– И это на дому?
– Нет, дорогая. Не на дому. – Опять притомившись, вероятно, от тряски за время плавания по морю, Сикстус посмотрел на Элизабет. Писаная красавица с большими карими глазами и чарующей улыбкой, доставшейся ей от матери. Ее каштановые волосы ниспадали изящными локонами, подчеркнуто оттеняя высокие скулы. Как же повезло его дочерям: они родились умными, красивыми и любимыми.
Своим молчанием он давал Зи возможность быстро перевести разговор в другое русло. Ведь низкооплачиваемые работы вряд ли входили в сферу ее интересов; и Сикстус был удивлен тем, что она так и не оставила эту тему в покое и просила его продолжать далее свой рассказ.
– Я свожу тебя туда, дорогая. И, если тебе этого так хочется, покажу, где работала твоя бабушка. Это в восточном Лорлтоне, неподалеку от того города, где у вас проходят съемки.

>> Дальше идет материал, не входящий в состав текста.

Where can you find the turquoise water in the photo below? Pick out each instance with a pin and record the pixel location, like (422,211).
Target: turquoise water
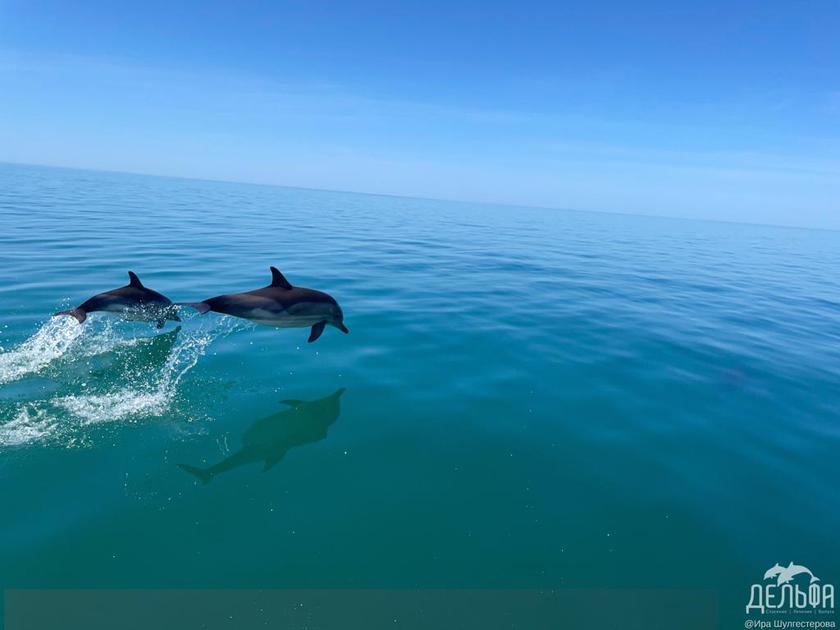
(531,398)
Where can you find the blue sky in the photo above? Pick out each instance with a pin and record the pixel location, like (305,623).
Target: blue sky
(721,110)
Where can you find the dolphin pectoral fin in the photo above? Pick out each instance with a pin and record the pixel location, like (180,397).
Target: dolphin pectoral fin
(201,307)
(201,473)
(292,402)
(78,313)
(317,329)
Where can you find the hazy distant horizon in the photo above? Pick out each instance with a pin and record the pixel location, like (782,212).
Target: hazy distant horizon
(710,111)
(414,197)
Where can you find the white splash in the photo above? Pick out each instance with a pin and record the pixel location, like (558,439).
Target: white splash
(30,424)
(49,343)
(152,398)
(140,394)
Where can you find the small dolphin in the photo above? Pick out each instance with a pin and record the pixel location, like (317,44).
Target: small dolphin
(133,301)
(279,304)
(791,570)
(269,439)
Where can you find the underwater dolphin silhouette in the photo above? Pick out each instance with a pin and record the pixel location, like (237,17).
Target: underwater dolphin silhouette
(133,301)
(270,438)
(279,304)
(786,574)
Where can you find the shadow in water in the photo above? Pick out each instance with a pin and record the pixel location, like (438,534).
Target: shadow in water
(270,438)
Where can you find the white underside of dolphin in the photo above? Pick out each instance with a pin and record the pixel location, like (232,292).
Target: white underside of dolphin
(280,305)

– Отлично, – кивнула она. – Я согласна. Залезай. – Что он и сделал, хоть и не без труда. Возможно, посещение родных мест еще больше состарило его.

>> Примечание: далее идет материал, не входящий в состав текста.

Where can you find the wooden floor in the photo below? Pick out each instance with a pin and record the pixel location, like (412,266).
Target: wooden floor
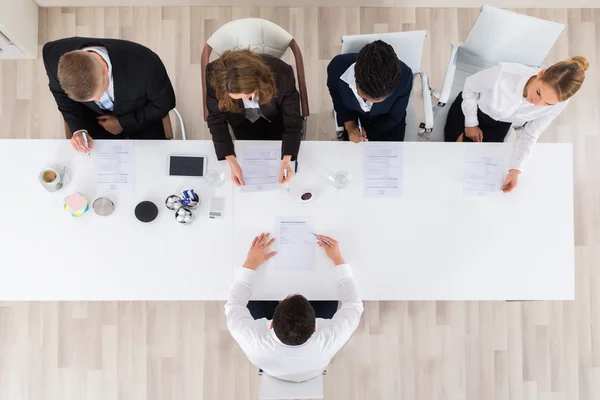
(402,350)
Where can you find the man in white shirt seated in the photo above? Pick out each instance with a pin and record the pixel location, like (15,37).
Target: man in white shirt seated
(295,343)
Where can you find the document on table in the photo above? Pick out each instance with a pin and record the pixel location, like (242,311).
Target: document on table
(295,243)
(260,168)
(382,170)
(115,165)
(484,173)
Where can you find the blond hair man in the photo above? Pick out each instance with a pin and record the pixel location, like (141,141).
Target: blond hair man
(108,88)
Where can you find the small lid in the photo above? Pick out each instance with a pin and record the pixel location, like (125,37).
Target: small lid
(146,211)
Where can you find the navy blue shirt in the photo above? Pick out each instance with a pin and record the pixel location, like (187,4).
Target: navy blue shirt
(386,120)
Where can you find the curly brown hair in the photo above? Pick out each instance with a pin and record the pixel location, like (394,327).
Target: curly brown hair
(241,71)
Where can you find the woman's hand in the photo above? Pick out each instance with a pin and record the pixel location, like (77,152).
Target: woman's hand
(236,171)
(474,133)
(286,164)
(511,181)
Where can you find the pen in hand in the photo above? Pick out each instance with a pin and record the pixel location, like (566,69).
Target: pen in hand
(87,144)
(323,240)
(360,127)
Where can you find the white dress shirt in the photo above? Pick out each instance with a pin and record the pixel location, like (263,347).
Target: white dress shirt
(292,363)
(498,92)
(350,79)
(104,54)
(252,102)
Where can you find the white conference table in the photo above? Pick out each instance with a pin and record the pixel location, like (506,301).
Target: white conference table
(433,243)
(48,255)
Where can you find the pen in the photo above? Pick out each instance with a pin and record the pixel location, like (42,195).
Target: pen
(87,144)
(323,240)
(360,127)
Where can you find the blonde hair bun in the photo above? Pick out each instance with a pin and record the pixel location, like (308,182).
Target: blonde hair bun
(582,62)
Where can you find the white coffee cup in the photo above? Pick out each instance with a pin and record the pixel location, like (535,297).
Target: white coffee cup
(51,178)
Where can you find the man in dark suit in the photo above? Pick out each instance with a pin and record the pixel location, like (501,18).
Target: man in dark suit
(111,89)
(370,92)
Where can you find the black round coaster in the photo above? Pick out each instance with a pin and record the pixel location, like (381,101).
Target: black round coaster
(146,211)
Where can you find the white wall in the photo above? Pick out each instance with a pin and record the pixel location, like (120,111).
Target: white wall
(300,3)
(19,21)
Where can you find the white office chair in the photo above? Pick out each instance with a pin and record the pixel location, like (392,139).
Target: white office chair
(261,36)
(168,126)
(276,389)
(409,48)
(497,36)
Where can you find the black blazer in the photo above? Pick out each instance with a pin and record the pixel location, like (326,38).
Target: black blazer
(143,91)
(384,117)
(286,105)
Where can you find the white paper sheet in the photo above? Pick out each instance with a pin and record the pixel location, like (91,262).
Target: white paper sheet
(260,168)
(295,244)
(484,173)
(382,170)
(115,165)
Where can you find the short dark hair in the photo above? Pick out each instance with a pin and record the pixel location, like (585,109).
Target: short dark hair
(377,69)
(294,320)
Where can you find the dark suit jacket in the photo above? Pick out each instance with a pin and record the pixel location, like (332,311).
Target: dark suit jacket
(384,118)
(143,91)
(285,106)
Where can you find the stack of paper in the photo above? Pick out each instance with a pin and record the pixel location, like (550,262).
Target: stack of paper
(260,168)
(383,170)
(295,243)
(484,173)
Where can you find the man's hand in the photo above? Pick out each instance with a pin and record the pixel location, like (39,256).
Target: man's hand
(332,249)
(110,123)
(511,181)
(286,165)
(259,251)
(236,171)
(474,133)
(79,144)
(354,133)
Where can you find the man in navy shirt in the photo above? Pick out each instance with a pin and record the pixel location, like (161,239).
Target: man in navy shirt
(370,92)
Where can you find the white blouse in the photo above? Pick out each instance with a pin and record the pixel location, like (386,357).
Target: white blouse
(350,78)
(252,102)
(498,92)
(292,363)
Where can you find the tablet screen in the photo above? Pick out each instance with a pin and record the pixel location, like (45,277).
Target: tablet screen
(186,166)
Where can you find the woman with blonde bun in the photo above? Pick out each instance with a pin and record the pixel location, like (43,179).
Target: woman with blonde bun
(496,98)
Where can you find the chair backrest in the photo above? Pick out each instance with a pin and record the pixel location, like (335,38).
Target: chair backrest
(504,36)
(407,45)
(260,35)
(276,389)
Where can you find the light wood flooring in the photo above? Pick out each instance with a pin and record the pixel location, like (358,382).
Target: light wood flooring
(402,350)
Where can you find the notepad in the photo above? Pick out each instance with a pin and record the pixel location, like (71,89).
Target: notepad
(295,244)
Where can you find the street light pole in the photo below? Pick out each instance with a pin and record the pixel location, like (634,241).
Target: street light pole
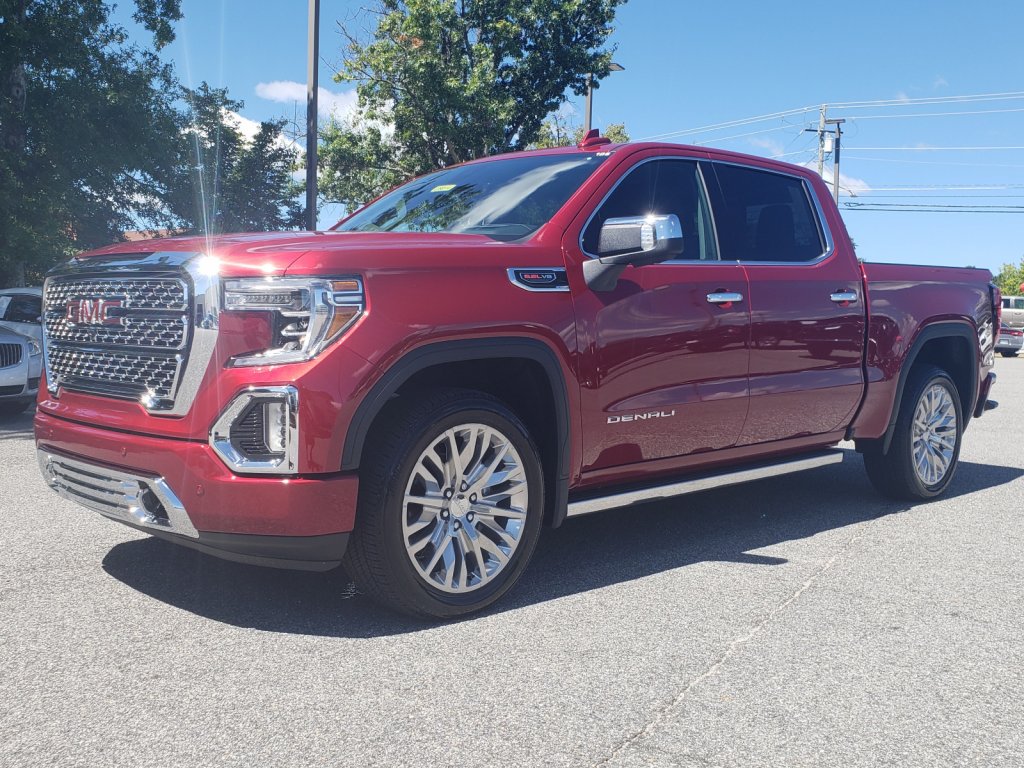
(312,76)
(589,119)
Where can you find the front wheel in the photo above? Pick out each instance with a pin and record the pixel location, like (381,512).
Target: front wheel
(925,449)
(451,505)
(13,409)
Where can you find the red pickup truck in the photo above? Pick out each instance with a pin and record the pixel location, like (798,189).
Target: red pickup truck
(495,347)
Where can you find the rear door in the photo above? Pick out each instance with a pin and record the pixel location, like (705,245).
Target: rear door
(664,368)
(806,303)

Они направились на север по прибрежному шоссе. Мелькавшие за окном бухточки и заливы наполняли Сикстуса острым чувством ностальгии. Некоторые дома казались не тронутыми временем, и он гадал, остались ли еще в этом районе потомки семей тех старых работников. На улицах сияли белизной особняки в викторианском стиле, которым был нипочем даже самый сильный морской ветер.
– Чуть притормози, – попросил он дочь, когда они подъехали совсем близко. Он сразу же узнал здание почты, ставшую еще выше огромную сосну, на которую когда-то мальчишкой взбирался на пару с братом, и старый склад, где они любили играть в прятки.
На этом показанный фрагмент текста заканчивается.